A new arts space downtown wants to connect art with community and encourage people to be creative even if they don’t feel they have the skills to do so.
“The HeArt Box can really be anything it needs to in a broad sense,” said founder Jill Sans. “For me, the HeArt Box actually started 2017. I kind of changed my life around and didn’t know what I was doing.”
Following a divorce and leaving her longtime job as a piercer and co-owner at Burly Fish Tattoo, she moved back in with her parents and stashed all her art supplies in a shed where she could focus on her painting.
“It was where I went to kind of process everything I was going through, so in a way that was kind of my heart box,” she said. “The HeArt Box then kind of keeps evolving to where it can be this way to give to the community, whether that’s giving them art supplies that can help them heal or express themselves, I just think art has so many capacities.”
She plans to hold workshops in the HeArt Box held by herself and guest teachers like Emma Gardner, who will be kicking off a series of marionette-making workshops in September which will potentially culminate in a play with each of the participants’ unique characters. The first workshop, led by Sans, will be held Saturday, Aug. 18, and will focus on painting a pre-designed mandala as a technique to meditate.
“A mandala is made of layers, it starts in the center and then it moves out,” Sans explained. “When thoughts come up and keep us from being in the present moment, I think there’s a way through painting to kind of connect back with just being here.”
Outside of scheduled workshops, Sans also plans to host events the first Friday of each month to build community ties.
The HeArt Box’s grand opening during the First Friday Art Walk on Aug. 3 started off with a simple enough idea: Three artists, Adam Jimenez, Jess Tennyson and Sammy Breslin, would paint live on the indigo wall at the back of the space and art supplies could be donated to be used for care packages for children in the hospital about to undergo chemotherapy and other future community projects.
For the past two years, Jimenez had been playing with the idea of holding a live art event inspired by Secret Walls, a live illustration battle held in cities like London and New York City where two artists go head to head for 90 minutes armed just with a black marker to cover a large canvas.
“We started brainstorming ideas, like, ‘What if we only used one color, just white on a dark wall so there would be some cohesiveness at the end,’” he explained.
Eventually the public was invited to add their own drawings to the wall.
“It evolved into a community art project and we said, ‘Let’s use whatever art materials we have, anyone who wants to join in, go on,’” Jimenez said.
After experiencing the organic evolution of the night’s activities, Sans said it became clear she had finally found where she was supposed to be.
“It felt like a beating heart,” Sans said. “I kept hearing people say, ‘I have no idea what this place is,’ but they would leave with this spark in them."
The space was formerly the home of marketing firm Mountain Mojo Group, where Jimenez works as creative director, and then the Indigo Art Collective before most of the artists moved to a space inside Rainbow’s End Boutique last month.

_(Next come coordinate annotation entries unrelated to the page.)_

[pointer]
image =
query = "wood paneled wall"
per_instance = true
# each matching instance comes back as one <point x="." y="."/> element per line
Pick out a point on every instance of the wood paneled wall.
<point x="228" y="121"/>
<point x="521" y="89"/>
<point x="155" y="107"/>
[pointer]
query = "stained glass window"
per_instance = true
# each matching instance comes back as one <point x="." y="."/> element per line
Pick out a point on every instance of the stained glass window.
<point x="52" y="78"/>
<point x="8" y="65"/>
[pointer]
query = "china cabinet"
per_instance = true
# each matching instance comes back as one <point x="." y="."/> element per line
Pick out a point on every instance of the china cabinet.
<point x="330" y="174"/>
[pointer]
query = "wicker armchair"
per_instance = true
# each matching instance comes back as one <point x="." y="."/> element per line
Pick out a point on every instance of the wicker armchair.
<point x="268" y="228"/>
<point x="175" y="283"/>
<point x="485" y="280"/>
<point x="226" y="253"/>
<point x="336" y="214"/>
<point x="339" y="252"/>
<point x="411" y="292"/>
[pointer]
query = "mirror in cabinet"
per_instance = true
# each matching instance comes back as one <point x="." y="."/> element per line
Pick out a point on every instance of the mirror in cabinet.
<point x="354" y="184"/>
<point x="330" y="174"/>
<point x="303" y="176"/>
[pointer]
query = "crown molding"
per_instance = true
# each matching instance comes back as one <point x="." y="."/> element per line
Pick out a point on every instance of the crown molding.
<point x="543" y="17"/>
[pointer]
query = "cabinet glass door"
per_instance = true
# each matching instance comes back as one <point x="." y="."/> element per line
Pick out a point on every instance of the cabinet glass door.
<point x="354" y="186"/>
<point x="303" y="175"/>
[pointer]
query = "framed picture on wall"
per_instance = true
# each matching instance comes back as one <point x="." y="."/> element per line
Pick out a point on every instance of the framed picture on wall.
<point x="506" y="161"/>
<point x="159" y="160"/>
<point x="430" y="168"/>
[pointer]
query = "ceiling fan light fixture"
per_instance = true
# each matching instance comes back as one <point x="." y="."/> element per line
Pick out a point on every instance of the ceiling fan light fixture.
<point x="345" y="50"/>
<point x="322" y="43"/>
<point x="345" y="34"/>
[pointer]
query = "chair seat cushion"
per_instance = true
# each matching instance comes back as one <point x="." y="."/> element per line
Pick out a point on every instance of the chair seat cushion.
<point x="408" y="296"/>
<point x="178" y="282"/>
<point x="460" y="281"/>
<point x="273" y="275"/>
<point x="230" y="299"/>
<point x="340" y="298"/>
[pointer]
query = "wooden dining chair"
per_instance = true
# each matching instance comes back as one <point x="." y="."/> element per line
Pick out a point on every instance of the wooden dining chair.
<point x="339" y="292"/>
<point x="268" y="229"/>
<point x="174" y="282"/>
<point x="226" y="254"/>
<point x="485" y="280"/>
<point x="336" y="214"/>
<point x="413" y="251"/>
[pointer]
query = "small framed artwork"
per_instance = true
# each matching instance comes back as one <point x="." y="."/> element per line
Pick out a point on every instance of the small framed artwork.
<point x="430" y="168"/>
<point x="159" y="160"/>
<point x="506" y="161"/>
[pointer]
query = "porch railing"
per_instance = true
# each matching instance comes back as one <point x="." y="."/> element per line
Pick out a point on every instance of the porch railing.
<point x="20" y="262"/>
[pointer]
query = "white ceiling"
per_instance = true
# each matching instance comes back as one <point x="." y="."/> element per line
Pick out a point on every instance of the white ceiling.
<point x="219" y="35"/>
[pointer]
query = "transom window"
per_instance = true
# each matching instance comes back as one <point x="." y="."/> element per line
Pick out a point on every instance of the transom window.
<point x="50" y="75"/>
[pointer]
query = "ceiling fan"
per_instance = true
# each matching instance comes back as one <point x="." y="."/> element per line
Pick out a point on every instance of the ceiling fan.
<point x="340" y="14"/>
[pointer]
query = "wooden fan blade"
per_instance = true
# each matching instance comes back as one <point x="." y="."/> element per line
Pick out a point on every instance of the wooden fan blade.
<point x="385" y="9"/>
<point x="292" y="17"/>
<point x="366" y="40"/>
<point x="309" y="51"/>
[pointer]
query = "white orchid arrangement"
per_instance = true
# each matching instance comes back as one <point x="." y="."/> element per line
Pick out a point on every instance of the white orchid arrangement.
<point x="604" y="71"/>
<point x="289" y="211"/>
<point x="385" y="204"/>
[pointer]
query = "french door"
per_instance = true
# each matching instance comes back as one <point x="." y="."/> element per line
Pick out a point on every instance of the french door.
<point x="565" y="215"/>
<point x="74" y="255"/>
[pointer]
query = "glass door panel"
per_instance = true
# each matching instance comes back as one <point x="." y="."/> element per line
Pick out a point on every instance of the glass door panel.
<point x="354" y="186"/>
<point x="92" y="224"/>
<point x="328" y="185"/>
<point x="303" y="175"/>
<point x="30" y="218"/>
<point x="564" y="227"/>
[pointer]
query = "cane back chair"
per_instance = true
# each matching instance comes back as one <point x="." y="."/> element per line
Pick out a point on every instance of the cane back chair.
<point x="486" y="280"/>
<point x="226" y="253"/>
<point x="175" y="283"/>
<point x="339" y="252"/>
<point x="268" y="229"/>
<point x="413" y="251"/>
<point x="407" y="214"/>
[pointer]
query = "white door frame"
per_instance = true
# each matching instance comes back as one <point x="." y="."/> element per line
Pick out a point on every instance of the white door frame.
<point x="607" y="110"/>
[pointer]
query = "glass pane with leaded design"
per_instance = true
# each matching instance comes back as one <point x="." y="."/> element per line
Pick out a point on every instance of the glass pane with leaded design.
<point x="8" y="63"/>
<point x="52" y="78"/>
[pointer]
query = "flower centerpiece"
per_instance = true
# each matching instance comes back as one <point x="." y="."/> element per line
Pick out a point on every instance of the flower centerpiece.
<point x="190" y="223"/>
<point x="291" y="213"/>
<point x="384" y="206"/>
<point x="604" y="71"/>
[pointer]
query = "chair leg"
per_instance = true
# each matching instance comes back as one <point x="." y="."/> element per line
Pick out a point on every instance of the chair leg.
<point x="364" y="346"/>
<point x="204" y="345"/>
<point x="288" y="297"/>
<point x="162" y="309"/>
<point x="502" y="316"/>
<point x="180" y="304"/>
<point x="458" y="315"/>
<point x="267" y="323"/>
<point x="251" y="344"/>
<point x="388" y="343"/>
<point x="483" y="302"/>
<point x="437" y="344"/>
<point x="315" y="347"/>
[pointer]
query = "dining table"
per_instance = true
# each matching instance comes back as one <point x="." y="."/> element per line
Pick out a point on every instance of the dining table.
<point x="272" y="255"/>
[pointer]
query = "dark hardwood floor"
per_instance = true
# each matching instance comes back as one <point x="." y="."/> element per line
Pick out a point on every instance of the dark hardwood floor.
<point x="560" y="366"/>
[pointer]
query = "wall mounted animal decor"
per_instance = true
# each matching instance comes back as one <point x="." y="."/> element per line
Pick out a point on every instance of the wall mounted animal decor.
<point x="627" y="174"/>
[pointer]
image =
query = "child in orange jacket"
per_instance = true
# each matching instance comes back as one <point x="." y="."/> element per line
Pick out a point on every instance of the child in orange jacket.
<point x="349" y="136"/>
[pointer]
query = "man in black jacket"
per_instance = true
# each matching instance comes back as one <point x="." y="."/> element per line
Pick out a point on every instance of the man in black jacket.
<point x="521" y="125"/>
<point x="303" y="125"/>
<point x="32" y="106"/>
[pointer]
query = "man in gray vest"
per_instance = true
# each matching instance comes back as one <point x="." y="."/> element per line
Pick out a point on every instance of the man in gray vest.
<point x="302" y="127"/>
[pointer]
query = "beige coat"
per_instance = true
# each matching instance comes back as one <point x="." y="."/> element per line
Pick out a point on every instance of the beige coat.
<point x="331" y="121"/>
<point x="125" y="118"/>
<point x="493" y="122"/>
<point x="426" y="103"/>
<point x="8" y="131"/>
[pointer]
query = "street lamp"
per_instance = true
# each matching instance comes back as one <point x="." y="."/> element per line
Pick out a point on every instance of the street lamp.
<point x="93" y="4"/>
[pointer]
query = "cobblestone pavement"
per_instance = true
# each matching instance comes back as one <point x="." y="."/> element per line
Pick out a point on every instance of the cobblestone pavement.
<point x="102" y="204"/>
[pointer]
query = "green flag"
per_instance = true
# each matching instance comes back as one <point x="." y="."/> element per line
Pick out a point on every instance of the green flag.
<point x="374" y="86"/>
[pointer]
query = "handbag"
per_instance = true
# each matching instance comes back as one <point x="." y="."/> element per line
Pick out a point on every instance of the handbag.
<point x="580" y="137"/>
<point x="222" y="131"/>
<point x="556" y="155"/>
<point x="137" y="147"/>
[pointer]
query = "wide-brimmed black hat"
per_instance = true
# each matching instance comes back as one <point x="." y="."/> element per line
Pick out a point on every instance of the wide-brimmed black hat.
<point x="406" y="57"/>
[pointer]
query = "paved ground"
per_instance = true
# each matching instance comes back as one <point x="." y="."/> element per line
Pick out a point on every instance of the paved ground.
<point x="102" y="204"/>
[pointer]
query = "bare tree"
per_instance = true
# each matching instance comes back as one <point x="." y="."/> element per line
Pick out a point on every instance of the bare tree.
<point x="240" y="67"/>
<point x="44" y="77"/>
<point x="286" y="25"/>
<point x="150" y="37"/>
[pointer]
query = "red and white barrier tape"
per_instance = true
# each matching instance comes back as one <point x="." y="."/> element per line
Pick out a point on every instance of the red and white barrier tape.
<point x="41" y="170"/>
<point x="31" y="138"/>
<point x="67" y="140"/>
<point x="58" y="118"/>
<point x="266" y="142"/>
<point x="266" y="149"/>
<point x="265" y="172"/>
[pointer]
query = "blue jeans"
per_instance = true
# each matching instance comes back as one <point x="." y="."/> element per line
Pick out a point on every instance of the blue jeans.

Sans began planning for a rebrand but, before painting over the indigo wall that had grounded the previous space, she wanted to invite community members to contribute to the new start.
“It didn’t seem right to keep [the indigo wall], so it was kind of a cool way to honor something but start over,” Sans said.
The collaboration between strangers grew into a collage of unique minds offering up street graffiti, inspirational doodles, geometric designs and more.
“It was cool how it evolved to that and the energy when everyone came to contribute their things and all the styles blending together,” Jimenez said. “You don’t have to take life so seriously, art should be fun.”
While Sans had originally planned to paint over the wall the following day, she decided to keep up through Aug. 26 after feeling the energy emanating from it.
As for the ongoing art donations, Sans is planning a community night in the space to paint boxes in which to put supplies for those in need of healing through art Thursday, Aug. 23, from 6-8 p.m. She received a bag of donations during the grand opening and picked up another the following week, saying it was a rewarding way to connect to the larger Flagstaff community.
“Someone’s giving you something but it makes them feel good because they’re getting rid of it and happy to know that it’s going somewhere to be put to good use, and it makes me happy that someone was willing to take the time to reach out and respond to my request,” Sans said.
Some of the supplies she’s hoping to receive include paint brushes, new or broken crayons, colored pencils, acrylic and watercolor paints, canvas and paper.